I was around back then and I remember all the guys you’ve mentioned, but I am completely stumped at Griffin’s Gold Glove. I also looked at the other GG winners selected that year, and they were all reasonably good, not a single guy getting selected based on past reputation.

Of course, Griffin also had the good fortune to put forth his best season as a rookie in 1979 with a very weak crop of AL rookies, giving him a share of the Rookie of the Year award to go along with his All-Star and Gold Glove recognition.

I would love to know who was the second-worst player to ever win a RoY and a Gold Glove and appear in an All-Star game.

8 years ago

Good article, I was thinking maybe Manny Trillo (pre-NL days) rather than Garner.

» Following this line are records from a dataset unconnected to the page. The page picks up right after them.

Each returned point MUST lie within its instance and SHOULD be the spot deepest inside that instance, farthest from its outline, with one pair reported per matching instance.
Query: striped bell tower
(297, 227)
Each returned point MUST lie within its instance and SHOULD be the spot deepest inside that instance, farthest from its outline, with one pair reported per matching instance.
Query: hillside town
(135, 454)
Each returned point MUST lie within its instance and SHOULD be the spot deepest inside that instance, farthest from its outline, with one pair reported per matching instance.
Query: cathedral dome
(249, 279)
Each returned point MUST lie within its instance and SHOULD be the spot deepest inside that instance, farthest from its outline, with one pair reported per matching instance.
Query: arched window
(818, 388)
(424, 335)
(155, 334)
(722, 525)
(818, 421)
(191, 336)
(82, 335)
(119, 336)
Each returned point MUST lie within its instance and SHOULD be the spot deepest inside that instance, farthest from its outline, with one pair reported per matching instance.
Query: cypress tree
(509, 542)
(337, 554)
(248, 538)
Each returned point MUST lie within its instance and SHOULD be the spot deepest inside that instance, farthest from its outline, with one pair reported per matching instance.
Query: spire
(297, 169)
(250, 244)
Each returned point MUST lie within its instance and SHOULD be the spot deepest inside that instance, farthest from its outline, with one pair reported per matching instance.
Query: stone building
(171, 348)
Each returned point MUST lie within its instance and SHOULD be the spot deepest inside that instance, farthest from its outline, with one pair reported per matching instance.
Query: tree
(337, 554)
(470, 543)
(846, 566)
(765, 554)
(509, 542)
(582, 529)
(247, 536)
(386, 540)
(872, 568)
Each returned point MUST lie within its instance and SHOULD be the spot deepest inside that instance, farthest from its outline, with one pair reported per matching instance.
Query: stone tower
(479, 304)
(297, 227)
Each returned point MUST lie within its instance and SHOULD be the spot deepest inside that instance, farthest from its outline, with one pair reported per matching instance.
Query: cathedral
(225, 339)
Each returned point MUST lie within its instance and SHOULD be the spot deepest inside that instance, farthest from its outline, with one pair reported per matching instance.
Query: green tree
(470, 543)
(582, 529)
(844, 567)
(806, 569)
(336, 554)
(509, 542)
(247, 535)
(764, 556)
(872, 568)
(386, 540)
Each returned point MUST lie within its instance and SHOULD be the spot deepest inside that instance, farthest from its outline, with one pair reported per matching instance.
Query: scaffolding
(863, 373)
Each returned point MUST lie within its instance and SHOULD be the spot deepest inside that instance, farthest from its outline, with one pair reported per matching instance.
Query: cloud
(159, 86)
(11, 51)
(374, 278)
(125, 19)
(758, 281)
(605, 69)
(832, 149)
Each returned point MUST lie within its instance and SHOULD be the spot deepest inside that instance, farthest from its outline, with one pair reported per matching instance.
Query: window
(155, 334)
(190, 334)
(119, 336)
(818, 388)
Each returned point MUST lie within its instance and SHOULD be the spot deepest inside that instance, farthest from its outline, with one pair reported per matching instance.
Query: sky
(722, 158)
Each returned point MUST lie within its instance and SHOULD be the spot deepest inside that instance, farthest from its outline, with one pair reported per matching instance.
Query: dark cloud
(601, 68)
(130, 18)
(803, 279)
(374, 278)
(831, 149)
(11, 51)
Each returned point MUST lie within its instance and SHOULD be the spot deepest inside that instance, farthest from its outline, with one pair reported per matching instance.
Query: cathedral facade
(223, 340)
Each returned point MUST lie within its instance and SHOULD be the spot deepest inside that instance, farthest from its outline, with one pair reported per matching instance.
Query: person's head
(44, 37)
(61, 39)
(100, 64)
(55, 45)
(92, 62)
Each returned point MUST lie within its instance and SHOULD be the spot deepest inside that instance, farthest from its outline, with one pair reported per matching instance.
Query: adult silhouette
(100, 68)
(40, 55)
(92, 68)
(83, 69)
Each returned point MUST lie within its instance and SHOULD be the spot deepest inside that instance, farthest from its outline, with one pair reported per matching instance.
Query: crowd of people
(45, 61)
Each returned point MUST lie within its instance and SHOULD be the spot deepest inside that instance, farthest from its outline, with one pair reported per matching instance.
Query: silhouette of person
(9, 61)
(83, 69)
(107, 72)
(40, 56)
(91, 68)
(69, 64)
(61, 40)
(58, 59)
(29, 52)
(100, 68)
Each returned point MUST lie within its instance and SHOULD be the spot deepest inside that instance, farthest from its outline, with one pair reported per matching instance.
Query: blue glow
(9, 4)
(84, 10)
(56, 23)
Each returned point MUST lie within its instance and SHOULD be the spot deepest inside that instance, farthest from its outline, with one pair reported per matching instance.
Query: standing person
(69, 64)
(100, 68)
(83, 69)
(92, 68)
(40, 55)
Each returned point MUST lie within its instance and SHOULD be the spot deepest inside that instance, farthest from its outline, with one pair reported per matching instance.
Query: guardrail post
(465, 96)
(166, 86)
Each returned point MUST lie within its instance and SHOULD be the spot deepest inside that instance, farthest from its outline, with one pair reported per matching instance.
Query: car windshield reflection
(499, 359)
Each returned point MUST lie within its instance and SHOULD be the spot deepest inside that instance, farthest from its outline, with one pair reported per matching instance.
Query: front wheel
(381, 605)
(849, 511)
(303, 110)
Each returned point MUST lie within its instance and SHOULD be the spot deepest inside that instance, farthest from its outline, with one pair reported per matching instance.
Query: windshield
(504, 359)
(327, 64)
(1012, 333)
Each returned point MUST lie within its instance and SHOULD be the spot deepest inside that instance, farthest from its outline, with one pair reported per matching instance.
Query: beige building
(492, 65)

@87 Cards: If you visualize today’s DP’s of glove-hand flips and SS barehand catching and throwing to first as reasons to vote someone a GG, I do remember one Griffin play for Oakland where a ball must have taken a wicked hop off a rock to his right that he barehanded and threw out the runner at first. No idea if that was only a local broadcast but that could have been the defining moment for some voters.

Mike S
8 years ago

One of my favorite droughts ended last year when the A’s sent four position players to the All-Star Game. However, prior to that, Oakland had gone ten-straight seasons (2004-13) without sending a non-pitcher representative (seven years with one rep, three with two, all of whom were hurlers). The last Athletic position player to make the team prior to the aforementioned quartet? Ramon Hernandez. Who knew?

8 years ago

Melvin Mora was an all-star in 2003, playing mostly LF for the Orioles. So Surhoff isn’t quite correct, but I don’t know if that changes the actual outcome.

Yehoshua Friedman
8 years ago

I was pretty surprised that neither the Indians nor the Cubs were represented there.